The gift was gone from the hollow of the tree when he checked the next day.
And standing up to walk away was the last thing he remembered until he woke miles out at sea with a split head, a clanging headache, and the master carpenter telling him he’d better shape up because he was in the Royal Navy now.
Adam slid off his stone perch and picked up a few loose pebbles from the road. He pitched them with all of his strength.
Just like the ebb and flow of the tide in the River Fal, so much water and so much time had passed.
Too much time to hang on to a first love.
Chapter Four
Olivia woke at dawn and hurried down to the study the moment she was dressed.
She had spent four hours in Squire Denton’s study last night, only stopping when the lines of ink swam before her eyes in the candlelight. At least the monumental task seemed less daunting in the light of day.
Her task was to sort papers for the solicitor’s review. She had cleared the surface of the old squire’s desk. All the household receipts were placed on one corner, papers that looked like business dealings on another and, finally, personal correspondence on another.

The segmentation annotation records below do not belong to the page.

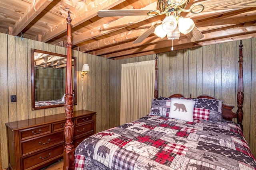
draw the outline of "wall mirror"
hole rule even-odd
[[[31,49],[32,110],[64,106],[66,57]],[[76,103],[76,58],[72,57],[74,104]]]

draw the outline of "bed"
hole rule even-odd
[[[67,21],[64,170],[256,169],[256,160],[243,135],[241,41],[236,113],[232,111],[234,107],[207,95],[192,98],[175,94],[158,98],[156,57],[150,113],[94,135],[75,149],[69,13]],[[237,123],[232,121],[234,118]]]

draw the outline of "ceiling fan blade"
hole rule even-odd
[[[190,32],[186,35],[186,36],[190,40],[191,42],[196,42],[204,38],[204,35],[200,30],[195,26]]]
[[[158,15],[160,11],[158,10],[100,10],[98,12],[100,17],[113,17],[119,16],[147,16],[150,12],[151,16]]]
[[[155,30],[155,25],[153,25],[149,27],[147,31],[146,31],[144,33],[142,34],[140,37],[138,37],[137,39],[135,40],[133,43],[133,44],[136,44],[137,43],[140,43],[142,42],[143,40],[145,39],[146,37],[148,37],[151,34],[153,33]]]
[[[208,0],[199,3],[204,6],[204,12],[256,7],[255,0]]]

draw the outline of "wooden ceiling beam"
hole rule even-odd
[[[246,35],[254,33],[256,32],[256,23],[252,23],[253,26],[251,26],[252,23],[248,23],[246,25],[241,24],[240,27],[224,29],[217,31],[214,32],[204,34],[204,37],[198,42],[202,42],[212,40],[213,37],[215,39],[222,39],[224,37],[232,37],[233,36],[238,36],[241,35]],[[114,53],[110,53],[100,56],[107,58],[112,58],[126,55],[127,54],[135,54],[142,52],[146,52],[150,51],[155,51],[156,49],[162,49],[166,47],[170,48],[171,41],[169,40],[163,41],[158,43],[148,45],[146,47],[142,46],[130,49],[126,49],[124,51],[118,51]],[[191,41],[188,38],[180,38],[178,41],[174,41],[174,46],[178,45],[182,45],[182,48],[184,48],[185,44],[190,43]],[[195,44],[198,43],[194,43]],[[170,50],[170,49],[169,49]]]
[[[156,6],[156,2],[154,2],[147,6],[143,9],[150,10],[154,9]],[[79,35],[73,36],[72,44],[75,45],[82,43],[83,41],[86,41],[89,39],[95,38],[96,37],[110,33],[116,31],[119,29],[128,27],[132,25],[141,22],[142,21],[148,19],[153,17],[152,16],[128,16],[122,17],[110,23],[104,24],[103,25],[96,27],[93,29],[80,34]],[[118,27],[116,27],[116,25],[122,25]],[[113,29],[107,30],[105,31],[101,31],[106,27],[114,27]]]
[[[101,0],[93,1],[86,9],[81,10],[71,16],[72,26],[74,27],[79,24],[97,16],[98,11],[102,9],[108,9],[120,4],[125,0],[109,0],[102,1]],[[100,4],[100,5],[99,5]],[[48,30],[42,36],[42,41],[46,42],[66,31],[66,19],[60,22],[54,27]]]
[[[204,45],[208,45],[213,44],[218,44],[220,43],[224,43],[228,42],[233,41],[238,41],[243,39],[246,39],[250,38],[256,38],[256,33],[252,33],[251,34],[247,34],[246,35],[241,35],[229,37],[229,38],[223,38],[218,39],[214,39],[209,40],[198,43],[193,43],[190,42],[190,43],[184,45],[179,45],[174,46],[174,48],[175,49],[175,51],[182,50],[184,49],[187,49],[190,48],[194,48],[200,47],[202,47]],[[114,57],[111,59],[114,60],[120,60],[124,59],[129,59],[130,58],[136,57],[141,56],[144,56],[148,55],[151,55],[155,54],[160,54],[163,53],[166,53],[170,52],[170,47],[164,47],[162,49],[156,49],[154,51],[147,51],[144,53],[141,53],[137,54],[134,54],[132,55],[128,55],[124,56]]]
[[[217,29],[222,29],[223,27],[228,28],[228,26],[233,25],[237,24],[240,24],[245,22],[248,22],[254,20],[254,18],[256,18],[256,12],[249,12],[246,13],[239,14],[237,16],[234,17],[230,17],[229,16],[220,17],[218,18],[214,18],[208,21],[205,21],[202,22],[202,23],[196,23],[196,26],[202,32],[205,33],[208,32],[212,32],[213,30],[217,30]],[[211,26],[211,25],[213,25]],[[203,26],[204,27],[203,27]],[[129,38],[132,39],[132,35],[130,35]],[[80,49],[82,51],[86,51],[91,50],[95,50],[97,48],[102,48],[106,46],[111,46],[114,44],[120,43],[119,41],[122,37],[122,34],[117,34],[114,36],[108,37],[102,39],[97,41],[94,41],[89,44],[86,44],[81,47]],[[134,37],[134,38],[136,38]],[[162,41],[160,39],[155,38],[154,39],[152,39],[152,38],[147,38],[143,41],[143,44],[154,43],[158,41]],[[108,42],[108,43],[106,43]],[[121,45],[124,49],[122,49]],[[103,54],[107,53],[111,53],[113,51],[116,51],[117,49],[119,50],[124,50],[128,48],[132,48],[136,47],[138,44],[131,44],[130,43],[128,45],[127,43],[122,45],[118,45],[118,48],[116,46],[110,47],[108,48],[105,48],[104,49],[100,49],[94,51],[94,55],[100,55]],[[90,46],[90,48],[88,48]]]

Polly and Jory arrived soon after seven o’clock, bringing breakfast and an energy that would shame people half their age.
“Don’t mind us, Missy. We’ll be startin’ on the top floors with the cleanin’. Our Will’s joinin’ us today. Him and Jory’ll be movin’ the servants’ furniture down to the lower floor so we can close the upper wing down proper.”
By the time the hall clock chimed eight, Olivia had just one more cupboard and the bookcase to clear out. The latter would have to wait until she had access to the keys. She turned to the unlocked cupboard.
It was empty but for a mahogany box.
Olivia reached in and pulled it out. It was heavier than it appeared. She quickly turned and put it on a small side table. The box was a cube, about fifteen inches along all edges.
The top was inlaid with a beautiful multi-pointed marquetry star contained in a roundel, with depth and color brought to it by the choice of woods – ash and apple, beech and maple, walnut, pine, and oak.
Olivia stroked her fingertips over it. It was good work but, yet, something about it suggested it was not the work of a London cabinet maker.
She spied the small brass escutcheon. Would it be too much to hope that it was unlocked? Fortune favored her. The lid opened. So did the front face, which dropped to become a writing slope.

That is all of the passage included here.